Dieses alles registriert der essgestörte Teil in meinem Kopf direkt und nennen wir es mal die Essstörungsstimme, fängt direkt an laut zu werden und der Kampf entbrennt.
Den einfach krank auf der Couch liegen, passt dieser Stimme gar nicht. Dann ist man faul, dann wird man dick, bekommt seinen Alltag und sein Leben nicht auf die Reihe und so einige andere unschöne Dinge schreit sie. Es entsteht ganz schnell eine Spirale der Abwertung, in dessen Verlauf auch einige andere Symptome nicht lange auf sich warten lassen. Das Gefühl der inneren Leere und Zerrissenheit. Der Halt in die eigene Person geht völlig verloren, die eigene Identität löst sich auf und eine Angst vor allem und jedem macht sich breit.

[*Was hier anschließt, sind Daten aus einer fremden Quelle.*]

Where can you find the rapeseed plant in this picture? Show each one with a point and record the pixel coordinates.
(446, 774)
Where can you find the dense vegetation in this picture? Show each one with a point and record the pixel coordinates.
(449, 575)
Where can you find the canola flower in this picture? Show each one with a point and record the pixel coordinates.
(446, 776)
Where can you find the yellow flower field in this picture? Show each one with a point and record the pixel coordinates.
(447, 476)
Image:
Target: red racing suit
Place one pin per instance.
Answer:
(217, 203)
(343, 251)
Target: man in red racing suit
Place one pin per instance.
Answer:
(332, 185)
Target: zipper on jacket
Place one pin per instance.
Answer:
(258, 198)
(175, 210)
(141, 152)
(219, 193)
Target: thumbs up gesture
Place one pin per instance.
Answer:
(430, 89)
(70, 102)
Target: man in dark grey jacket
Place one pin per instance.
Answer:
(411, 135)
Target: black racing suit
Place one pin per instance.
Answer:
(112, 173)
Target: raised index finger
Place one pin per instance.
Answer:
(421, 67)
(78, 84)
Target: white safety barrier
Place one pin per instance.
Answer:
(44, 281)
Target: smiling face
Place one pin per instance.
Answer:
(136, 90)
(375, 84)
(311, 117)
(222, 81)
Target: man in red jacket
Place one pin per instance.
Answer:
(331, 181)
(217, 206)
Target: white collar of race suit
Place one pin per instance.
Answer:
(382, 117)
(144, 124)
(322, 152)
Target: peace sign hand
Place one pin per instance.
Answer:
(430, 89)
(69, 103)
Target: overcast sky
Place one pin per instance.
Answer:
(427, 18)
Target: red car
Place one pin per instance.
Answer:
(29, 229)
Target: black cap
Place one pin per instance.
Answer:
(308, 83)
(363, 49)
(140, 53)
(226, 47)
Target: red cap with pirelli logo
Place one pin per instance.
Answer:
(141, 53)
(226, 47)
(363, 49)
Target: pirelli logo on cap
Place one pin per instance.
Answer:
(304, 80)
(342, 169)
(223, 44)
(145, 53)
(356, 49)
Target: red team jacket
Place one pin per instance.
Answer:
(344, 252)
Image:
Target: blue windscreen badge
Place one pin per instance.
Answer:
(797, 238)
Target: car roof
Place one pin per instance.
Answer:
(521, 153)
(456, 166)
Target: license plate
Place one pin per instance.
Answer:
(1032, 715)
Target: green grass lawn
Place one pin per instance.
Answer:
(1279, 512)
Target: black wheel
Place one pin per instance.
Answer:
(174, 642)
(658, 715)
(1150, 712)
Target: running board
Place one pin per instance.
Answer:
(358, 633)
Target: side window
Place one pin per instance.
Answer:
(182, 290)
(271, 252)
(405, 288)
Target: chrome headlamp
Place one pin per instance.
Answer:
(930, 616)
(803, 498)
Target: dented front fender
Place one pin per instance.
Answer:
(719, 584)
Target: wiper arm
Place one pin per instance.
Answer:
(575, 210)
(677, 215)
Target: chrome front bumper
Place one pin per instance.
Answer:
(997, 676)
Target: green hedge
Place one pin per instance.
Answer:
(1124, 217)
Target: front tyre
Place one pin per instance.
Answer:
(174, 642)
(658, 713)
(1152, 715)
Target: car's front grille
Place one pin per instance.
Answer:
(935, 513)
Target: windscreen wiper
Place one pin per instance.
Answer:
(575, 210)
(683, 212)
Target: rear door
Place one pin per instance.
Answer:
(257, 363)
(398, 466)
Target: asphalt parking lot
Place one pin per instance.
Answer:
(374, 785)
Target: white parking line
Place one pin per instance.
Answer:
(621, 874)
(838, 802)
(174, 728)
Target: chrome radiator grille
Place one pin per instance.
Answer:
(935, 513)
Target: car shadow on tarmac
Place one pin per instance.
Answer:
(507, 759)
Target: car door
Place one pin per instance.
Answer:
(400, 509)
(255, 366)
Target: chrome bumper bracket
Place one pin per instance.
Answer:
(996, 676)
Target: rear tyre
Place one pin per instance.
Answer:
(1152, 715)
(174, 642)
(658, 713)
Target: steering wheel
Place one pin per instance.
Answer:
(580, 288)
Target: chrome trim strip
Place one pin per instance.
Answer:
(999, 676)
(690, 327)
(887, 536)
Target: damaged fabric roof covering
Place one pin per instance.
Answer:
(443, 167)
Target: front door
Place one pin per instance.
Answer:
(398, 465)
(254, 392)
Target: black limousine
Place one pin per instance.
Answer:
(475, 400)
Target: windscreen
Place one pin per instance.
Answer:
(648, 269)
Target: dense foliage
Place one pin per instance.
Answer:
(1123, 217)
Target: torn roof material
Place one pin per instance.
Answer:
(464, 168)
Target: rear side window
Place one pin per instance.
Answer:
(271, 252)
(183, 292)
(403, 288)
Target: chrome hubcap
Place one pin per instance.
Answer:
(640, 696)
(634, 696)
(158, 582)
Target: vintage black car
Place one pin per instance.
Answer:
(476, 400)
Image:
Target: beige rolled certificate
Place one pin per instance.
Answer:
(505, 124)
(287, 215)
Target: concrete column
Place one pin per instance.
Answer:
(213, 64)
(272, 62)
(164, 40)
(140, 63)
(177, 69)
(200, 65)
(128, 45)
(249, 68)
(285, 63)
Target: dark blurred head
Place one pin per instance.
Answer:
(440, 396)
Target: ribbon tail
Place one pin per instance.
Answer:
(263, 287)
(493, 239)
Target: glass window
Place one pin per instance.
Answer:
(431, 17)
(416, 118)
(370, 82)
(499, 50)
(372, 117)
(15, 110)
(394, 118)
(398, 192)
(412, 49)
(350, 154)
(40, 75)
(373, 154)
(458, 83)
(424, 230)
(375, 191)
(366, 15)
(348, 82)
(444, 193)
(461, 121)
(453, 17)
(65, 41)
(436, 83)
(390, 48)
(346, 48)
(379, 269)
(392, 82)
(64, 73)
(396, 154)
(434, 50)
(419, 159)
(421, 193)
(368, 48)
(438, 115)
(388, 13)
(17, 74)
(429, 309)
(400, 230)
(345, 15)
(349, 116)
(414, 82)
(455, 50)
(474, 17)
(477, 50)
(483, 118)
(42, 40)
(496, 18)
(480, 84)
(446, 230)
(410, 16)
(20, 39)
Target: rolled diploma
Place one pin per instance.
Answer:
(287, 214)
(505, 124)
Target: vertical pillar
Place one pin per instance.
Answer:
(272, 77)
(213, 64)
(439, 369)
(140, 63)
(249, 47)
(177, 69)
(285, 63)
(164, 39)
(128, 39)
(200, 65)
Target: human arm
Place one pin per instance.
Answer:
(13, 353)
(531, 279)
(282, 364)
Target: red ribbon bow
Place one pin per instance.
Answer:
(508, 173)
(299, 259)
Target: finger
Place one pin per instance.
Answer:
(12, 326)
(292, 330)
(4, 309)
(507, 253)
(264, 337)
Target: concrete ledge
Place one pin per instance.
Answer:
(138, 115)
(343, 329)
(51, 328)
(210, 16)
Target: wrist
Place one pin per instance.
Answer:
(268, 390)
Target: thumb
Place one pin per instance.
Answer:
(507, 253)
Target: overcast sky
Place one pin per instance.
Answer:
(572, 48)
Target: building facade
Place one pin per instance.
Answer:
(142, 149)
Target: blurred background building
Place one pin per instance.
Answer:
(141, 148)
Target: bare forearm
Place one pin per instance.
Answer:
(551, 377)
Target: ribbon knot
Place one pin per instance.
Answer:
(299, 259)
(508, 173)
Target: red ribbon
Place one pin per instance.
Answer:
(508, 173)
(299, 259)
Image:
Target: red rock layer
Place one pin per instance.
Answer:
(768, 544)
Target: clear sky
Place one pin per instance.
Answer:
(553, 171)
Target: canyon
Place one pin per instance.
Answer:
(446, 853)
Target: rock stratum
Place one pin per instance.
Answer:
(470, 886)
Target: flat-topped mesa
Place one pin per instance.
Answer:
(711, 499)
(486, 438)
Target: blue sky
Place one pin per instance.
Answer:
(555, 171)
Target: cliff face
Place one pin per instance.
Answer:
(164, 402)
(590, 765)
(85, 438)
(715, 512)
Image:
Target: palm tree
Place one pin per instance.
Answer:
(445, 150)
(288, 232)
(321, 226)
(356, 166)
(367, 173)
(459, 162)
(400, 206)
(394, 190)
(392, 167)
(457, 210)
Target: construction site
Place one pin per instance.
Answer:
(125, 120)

Wie verlockend ist es jetzt der Stimme im Kopf nachzugeben, die Kontrolle und Halt durch das Einsparen von Kalorien und das Verlieren von Kilos suggeriert. Wenn ich schon nicht mein Leben und die äußeren Umstände kontrollieren kann, dann wenigstens mich und meinen Körper.
Dabei ist diese Kontrolle Illusion, denn einzig die Essstörung bestimmt und kontrolliert dann das Leben. Sie treibt einen immer weiter in die totale Isolation, lässt einen immer zwanghafter und paranoider werden.
Sie bügelt alles an Emotionen und Gefühlen platt, bis nur noch eine sehr dünne und ziemlich tote Hülle übrig bleibt. Selber klar denken ist kaum noch möglich, das bisschen Energie benötigt der Körper für seine Grundfunktionen aufrecht zu erhalten.
Dabei steckt hinter der Essstörung nur ganz viel Angst und Unsicherheit. Die Angst nicht gut genug zu sein, zu versagen, Erwartungen nicht gerecht werden. Die Unsicherheit, wer man ist oder was will ich wirklich.
Durch die Essstörung wird versucht inneren Halt und eine Identität zu finden, um irgendwie durch sein Leben zu kommen. Die Leere und Langeweile nicht zu empfinden, diese innere Zerrissenheit auszuhalten, indem alle Gefühle und Emotionen abgetötet werden.
Der Weg hinaus, ist wie bei jeder anderen Sucht, wesentlich schwieriger und langwieriger, wie der hinein. Genesung oder gar Heilung ein harter und langer Prozess! Und so ganz geht diese Stimme im Kopf wohl nie mehr weg, sie wird immer auf ihre Chance lauern und ein Teil von mir bleiben.
Umso wichtiger ist es die Mechanismen zu verstehen und seine Strategien zu haben, um nicht wieder hinein zu rutschen.
Wünsche euch einen guten Start in die Woche und passt auf euch auf!